Information retrieval (IR) is the art and science of searching for information in documents, searching for documents themselves, searching for metadata which describes documents, or searching within databases, whether relational stand alone databases or hypertext networked databases such as the Internet or intranets, for text, sound, images or data. There is a common confusion, however, between data, document, information, and text retrieval, and each of these have their own bodies of literature, theory, praxis and technologies.

IR is a broad interdisciplinary field, that draws on many other disciplines. Indeed, because it is so broad, it is normally poorly understood, being approached typically from only one perspective or another.
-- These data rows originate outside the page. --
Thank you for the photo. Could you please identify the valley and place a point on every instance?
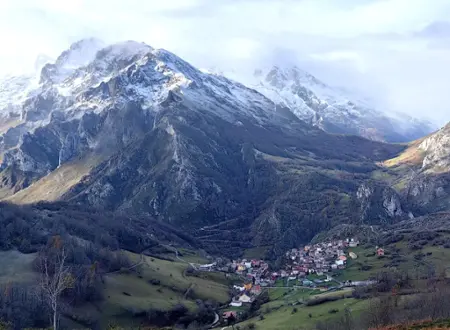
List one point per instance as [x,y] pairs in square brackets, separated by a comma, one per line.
[170,197]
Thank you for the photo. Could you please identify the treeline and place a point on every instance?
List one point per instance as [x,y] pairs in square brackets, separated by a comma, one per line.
[90,243]
[396,299]
[28,228]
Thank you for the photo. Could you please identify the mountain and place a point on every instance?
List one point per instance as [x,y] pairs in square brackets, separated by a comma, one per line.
[133,129]
[335,110]
[424,170]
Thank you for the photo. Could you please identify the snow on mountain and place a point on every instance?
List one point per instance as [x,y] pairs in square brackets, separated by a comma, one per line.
[13,92]
[78,55]
[86,82]
[334,109]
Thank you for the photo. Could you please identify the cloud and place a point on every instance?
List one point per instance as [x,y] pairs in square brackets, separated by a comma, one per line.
[396,50]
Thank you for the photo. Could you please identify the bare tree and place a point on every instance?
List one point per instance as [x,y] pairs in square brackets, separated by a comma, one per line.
[55,276]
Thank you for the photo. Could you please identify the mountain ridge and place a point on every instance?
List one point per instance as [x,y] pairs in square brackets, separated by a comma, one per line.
[191,149]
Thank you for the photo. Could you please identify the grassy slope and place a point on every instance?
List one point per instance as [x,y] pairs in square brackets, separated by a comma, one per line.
[57,183]
[124,293]
[129,292]
[439,259]
[284,317]
[16,267]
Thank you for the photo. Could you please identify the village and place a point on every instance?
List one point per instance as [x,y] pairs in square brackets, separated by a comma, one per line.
[309,266]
It stands at the junction of many established fields, and draws upon cognitive psychology, information architecture, information design, human information behaviour, linguistics, semiotics, information science, computer science and librarianship.

Automated information retrieval (IR) systems were originally used to manage information explosion in scientific literature in the last few decades. Many universities and public libraries use IR systems to provide access to books, journals, and other documents. IR systems are often related to object and query. Queries are formal statements of information needs that are put to an IR system by the user. An object is an entity which keeps or stores information in a database. User queries are matched to documents stored in a database. A document is, therefore, a data object. Often the documents themselves are not kept or stored directly in the IR system, but are instead represented in the system by document surrogates.

The following sentences are some short definitions of Information Retrieval:

- " The location and the presentation to a user of information relevant to an information need expressed as a query" (KORFHAGE)

- " An information retrieval system is a device interposed between a potential user of information and the information collection itself.

For a given information problem, the purpose of the system is to capture wanted items and to filter out unwanted items." (HARTER)

 

Process

- First approach to computer IR: IR is a simple matching process:

QUERY---> FILE ---> ANSWER

- Now realize it is an extremely complex process because:

- Information need is amorphous/hard to express

- Document representation is inexact/ambiguous

- Probabilistic rather than deterministic process

 

Components of an IR system

- Document processing (indexing)

- Query input

- Document-query "matching"

- Output module

- Feedback module

- User interface

After this introduction to Information Retrieval we are going to put into practice how different searchers work:

 

GOOGLE

Azkoitia: Resultados 1 - 10 de aproximadamente 14,600 de azkoitia. (0.27 segundos)

Azkoitiko: Resultados 1 - 10 de aproximadamente 1,540 de Azkoitiko. (0.45 segundos)

Azkoitiako:Resultados 1 - 10 de aproximadamente 267 de azkoitiako. (0.35 segundos)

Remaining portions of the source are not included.